Le grand écrivain Jacques Stephen Alexis a immortalisé la Rivière Massacre dans son majestueux roman « Compère Général Soleil », que l’on désignait rivière Watapan durant la période précolombienne, et rivière Dajabon, après 1492. Son héros, Hilarion Hilarius, ce jeune Nègre désœuvré qui volait dans la capitale haïtienne pour manger, a laissé sa vie sur la rive, du côté haïtien, en tentant de fuir le « massacre du Persil » instigué par le cruel dictateur dominicain, Rafael Leónidas Trujillo Molina. Cette rivière de la mort est devenue aujourd’hui une éventuelle source de survie pour les habitants du Nord-Est de la presqu’île située à l’Ouest de l’île, qui représente le tiers de Quisqueya, la partie cédée à la France par les Espagnols en 1697. Avant de rendre son dernier souffle, le personnage principal du grand romancier a eu le temps de voir se lever le soleil de l’espoir et de la délivrance qui symbolise plutôt le début d’une révolution libératrice. Le soleil incarne la vie : le bien-être matériel et spirituel. La construction du canal pour le captage des eaux de la rivière Massacre exprime déjà un symbole métaphorique de changement sociétal, de transformation économique au sein d’un futur État dynamique, progressiste et surtout révolutionnaire, qui aura la responsabilité de « désappauvrir »  les masses populaires haïtiennes. Nous ne devons pas oublier les recommandations de Sénèque le Rhéteur : « Ce n’est pas parce que les choses sont difficiles que nous n’osons pas les faire, c’est parce que nous n’osons pas les faire qu’elles sont difficiles ». 

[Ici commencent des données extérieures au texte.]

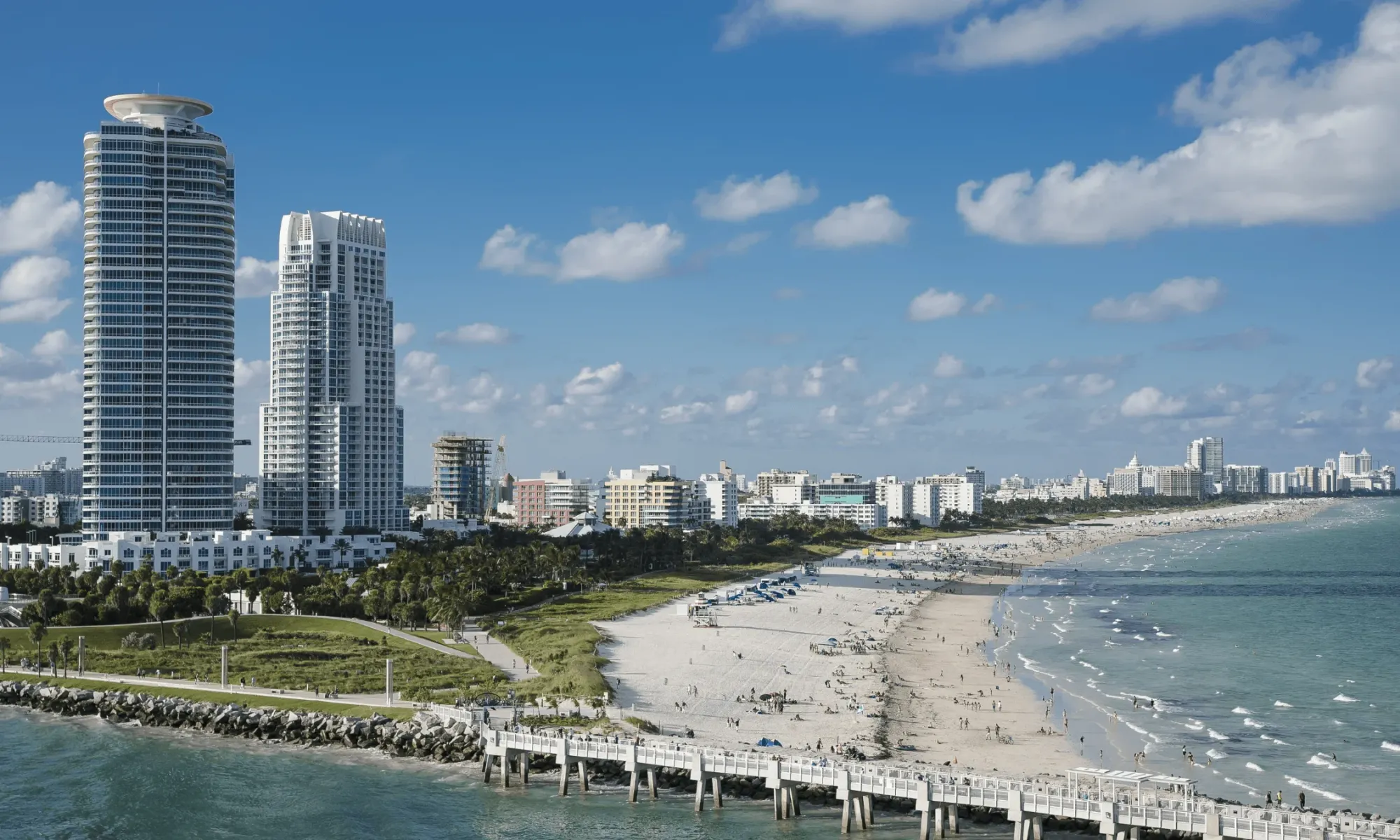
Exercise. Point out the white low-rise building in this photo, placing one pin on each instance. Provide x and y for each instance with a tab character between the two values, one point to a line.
864	516
212	552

     Néanmoins, les actes, surtout politiques, impliquent des facteurs à la fois persuasifs et dissuasifs. Thomas Hobbes le reconnaît dans Le Léviathan: « Car les lois de nature, comme la justice, l’équité, la modestie, la pitié, et, en résumé, faire aux autres comme nous voudrions qu’on nous fît, d’elles-mêmes, sans la terreur  de quelque pouvoir qui les fasse observer, sont contraires à nos passions naturelles, qui nous portent à la partialité, à l’orgueil, à la vengeance, et à des comportements du même type. Et les conventions, sans l’épée, ne sont que des mots, et n’ont pas du tout de force pour mettre en sécurité un homme. »    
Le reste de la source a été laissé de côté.